Adversarial attacks have the potential to mislead deep neural network classifiers by introducing slight perturbations. Developing algorithms that can mitigate the effects of these attacks is crucial for ensuring the safe use of artificial intelligence. Recent studies have suggested that score-based diffusion models are effective in adversarial defenses.
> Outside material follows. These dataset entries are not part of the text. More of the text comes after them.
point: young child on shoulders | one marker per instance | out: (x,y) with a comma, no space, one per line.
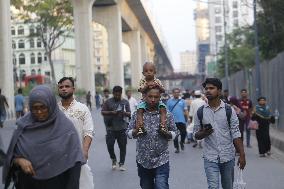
(149,81)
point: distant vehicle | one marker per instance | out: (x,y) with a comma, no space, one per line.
(36,80)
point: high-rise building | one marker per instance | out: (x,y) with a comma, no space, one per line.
(188,61)
(30,58)
(202,33)
(232,13)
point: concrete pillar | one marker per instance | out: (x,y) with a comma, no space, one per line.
(84,44)
(110,17)
(132,38)
(6,65)
(143,50)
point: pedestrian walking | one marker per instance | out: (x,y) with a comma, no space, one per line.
(225,96)
(45,151)
(115,111)
(178,107)
(152,154)
(263,116)
(217,123)
(19,103)
(106,96)
(234,102)
(132,101)
(246,105)
(81,117)
(3,105)
(196,103)
(88,100)
(98,100)
(2,153)
(150,80)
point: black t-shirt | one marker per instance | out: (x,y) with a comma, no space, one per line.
(2,102)
(116,122)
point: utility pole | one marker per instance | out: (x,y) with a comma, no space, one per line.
(257,63)
(226,48)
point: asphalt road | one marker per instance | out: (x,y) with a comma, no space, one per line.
(186,168)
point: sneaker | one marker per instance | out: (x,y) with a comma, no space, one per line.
(268,153)
(122,168)
(113,164)
(181,146)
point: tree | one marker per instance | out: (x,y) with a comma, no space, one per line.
(271,28)
(54,22)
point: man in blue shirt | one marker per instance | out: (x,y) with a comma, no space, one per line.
(221,137)
(178,108)
(19,103)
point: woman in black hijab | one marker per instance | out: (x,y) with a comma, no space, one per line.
(45,151)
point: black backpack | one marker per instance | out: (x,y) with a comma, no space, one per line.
(228,114)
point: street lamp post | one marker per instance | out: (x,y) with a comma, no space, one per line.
(257,63)
(226,48)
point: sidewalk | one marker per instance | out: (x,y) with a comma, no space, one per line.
(277,139)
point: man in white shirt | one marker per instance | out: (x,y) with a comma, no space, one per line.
(132,101)
(81,117)
(195,104)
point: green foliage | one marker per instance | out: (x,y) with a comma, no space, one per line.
(53,19)
(271,28)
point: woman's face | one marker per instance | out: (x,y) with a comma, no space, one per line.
(39,111)
(262,102)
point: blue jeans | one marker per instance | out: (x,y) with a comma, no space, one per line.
(247,132)
(213,170)
(2,116)
(156,178)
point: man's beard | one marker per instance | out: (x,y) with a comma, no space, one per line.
(211,97)
(67,96)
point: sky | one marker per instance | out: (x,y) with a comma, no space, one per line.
(175,18)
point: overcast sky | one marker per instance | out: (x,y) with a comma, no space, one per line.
(175,18)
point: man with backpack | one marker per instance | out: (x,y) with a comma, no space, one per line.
(178,108)
(217,123)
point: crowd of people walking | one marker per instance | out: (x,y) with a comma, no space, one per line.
(213,120)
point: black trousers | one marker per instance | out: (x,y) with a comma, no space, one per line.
(182,129)
(121,138)
(66,180)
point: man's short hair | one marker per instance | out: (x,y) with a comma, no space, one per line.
(213,81)
(106,91)
(117,89)
(261,98)
(20,90)
(67,78)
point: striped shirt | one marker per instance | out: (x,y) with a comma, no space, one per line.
(218,147)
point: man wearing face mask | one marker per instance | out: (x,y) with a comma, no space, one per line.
(115,111)
(221,137)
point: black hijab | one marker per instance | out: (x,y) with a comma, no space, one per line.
(52,146)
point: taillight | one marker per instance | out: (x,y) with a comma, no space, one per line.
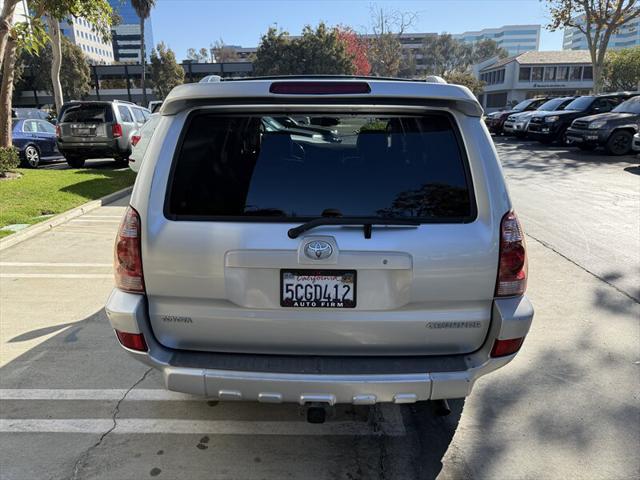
(512,267)
(502,348)
(319,88)
(134,341)
(127,261)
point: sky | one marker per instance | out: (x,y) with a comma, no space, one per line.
(182,24)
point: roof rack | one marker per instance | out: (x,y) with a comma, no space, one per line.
(320,77)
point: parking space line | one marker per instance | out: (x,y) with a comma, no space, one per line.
(142,394)
(197,427)
(49,264)
(56,275)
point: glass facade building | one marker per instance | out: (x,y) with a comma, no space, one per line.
(627,36)
(126,35)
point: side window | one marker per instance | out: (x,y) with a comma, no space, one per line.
(603,104)
(29,126)
(139,115)
(125,114)
(46,127)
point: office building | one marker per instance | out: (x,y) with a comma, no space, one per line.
(627,36)
(126,36)
(533,74)
(20,12)
(83,34)
(515,39)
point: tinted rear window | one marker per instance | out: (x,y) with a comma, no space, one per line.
(307,166)
(87,113)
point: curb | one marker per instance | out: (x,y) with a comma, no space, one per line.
(63,217)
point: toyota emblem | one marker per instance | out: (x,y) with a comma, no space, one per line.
(318,249)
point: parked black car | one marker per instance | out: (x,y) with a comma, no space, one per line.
(35,140)
(613,130)
(548,127)
(495,121)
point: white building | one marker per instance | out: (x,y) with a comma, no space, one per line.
(533,74)
(627,36)
(515,39)
(83,34)
(20,13)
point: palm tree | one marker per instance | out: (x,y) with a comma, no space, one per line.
(143,9)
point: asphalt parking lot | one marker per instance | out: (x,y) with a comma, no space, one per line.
(74,406)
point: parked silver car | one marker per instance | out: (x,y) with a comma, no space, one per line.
(387,267)
(98,129)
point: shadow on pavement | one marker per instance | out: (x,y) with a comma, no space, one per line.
(85,355)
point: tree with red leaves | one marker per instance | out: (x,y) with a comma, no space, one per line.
(357,48)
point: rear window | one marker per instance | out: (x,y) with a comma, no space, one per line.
(278,168)
(87,113)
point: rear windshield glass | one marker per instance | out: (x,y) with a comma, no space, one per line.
(580,103)
(305,166)
(88,113)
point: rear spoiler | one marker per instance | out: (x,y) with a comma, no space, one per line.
(348,92)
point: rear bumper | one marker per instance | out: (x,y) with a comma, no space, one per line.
(585,137)
(91,149)
(303,379)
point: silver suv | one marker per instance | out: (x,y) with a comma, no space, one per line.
(269,265)
(98,129)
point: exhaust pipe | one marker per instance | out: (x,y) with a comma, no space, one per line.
(440,407)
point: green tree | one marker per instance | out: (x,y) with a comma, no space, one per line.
(75,75)
(597,20)
(166,73)
(143,9)
(319,51)
(466,79)
(621,70)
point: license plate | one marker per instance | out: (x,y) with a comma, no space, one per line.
(318,288)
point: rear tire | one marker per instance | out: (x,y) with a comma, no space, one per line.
(619,143)
(31,157)
(75,162)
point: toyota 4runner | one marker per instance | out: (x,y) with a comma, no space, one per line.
(257,263)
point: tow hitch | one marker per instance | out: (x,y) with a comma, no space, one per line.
(317,412)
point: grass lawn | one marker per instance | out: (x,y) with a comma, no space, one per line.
(46,192)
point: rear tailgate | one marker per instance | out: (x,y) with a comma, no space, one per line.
(86,123)
(217,256)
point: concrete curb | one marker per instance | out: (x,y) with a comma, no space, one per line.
(63,217)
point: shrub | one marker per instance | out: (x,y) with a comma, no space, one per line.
(9,159)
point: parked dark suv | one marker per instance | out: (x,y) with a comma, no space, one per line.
(495,121)
(613,130)
(548,127)
(98,129)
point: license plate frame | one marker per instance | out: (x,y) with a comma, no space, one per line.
(321,303)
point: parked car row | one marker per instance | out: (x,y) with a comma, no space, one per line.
(588,121)
(98,129)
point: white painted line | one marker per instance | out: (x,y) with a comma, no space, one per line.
(89,220)
(195,427)
(55,275)
(46,264)
(140,394)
However, existing diffusion-based defenses rely on the sequential simulation of the reversed stochastic differential equations of diffusion models, which are computationally inefficient and yield suboptimal results. In this paper, we introduce a novel adversarial defense scheme named ScoreOpt, which optimizes adversarial samples at test-time, towards original clean data in the direction guided by score-based priors. We conduct comprehensive experiments on multiple datasets, including CIFAR10, CIFAR100 and ImageNet. Our experimental results demonstrate that our approach outperforms existing adversarial defenses in terms of both robustness performance and inference speed.

翻译：对抗攻击通过引入微小扰动来误导深度神经网络分类器。开发能够缓解这些攻击影响的算法对于确保人工智能的安全使用至关重要。近期研究表明，基于分数的扩散模型在对抗防御中效果显著。然而，现存的基于扩散的防御方法依赖于对扩散模型反向随机微分方程的序贯模拟，该方法计算效率低下且结果次优。本文提出一种名为ScoreOpt的新型对抗防御方案，该方案在测试阶段对对抗样本进行优化，使其沿基于分数先验引导的方向逼近原始干净数据。我们在包括CIFAR10、CIFAR100和ImageNet在内的多个数据集上开展了全面实验。实验结果表明，我们的方法在鲁棒性性能和推理速度两方面均优于现有对抗防御方法。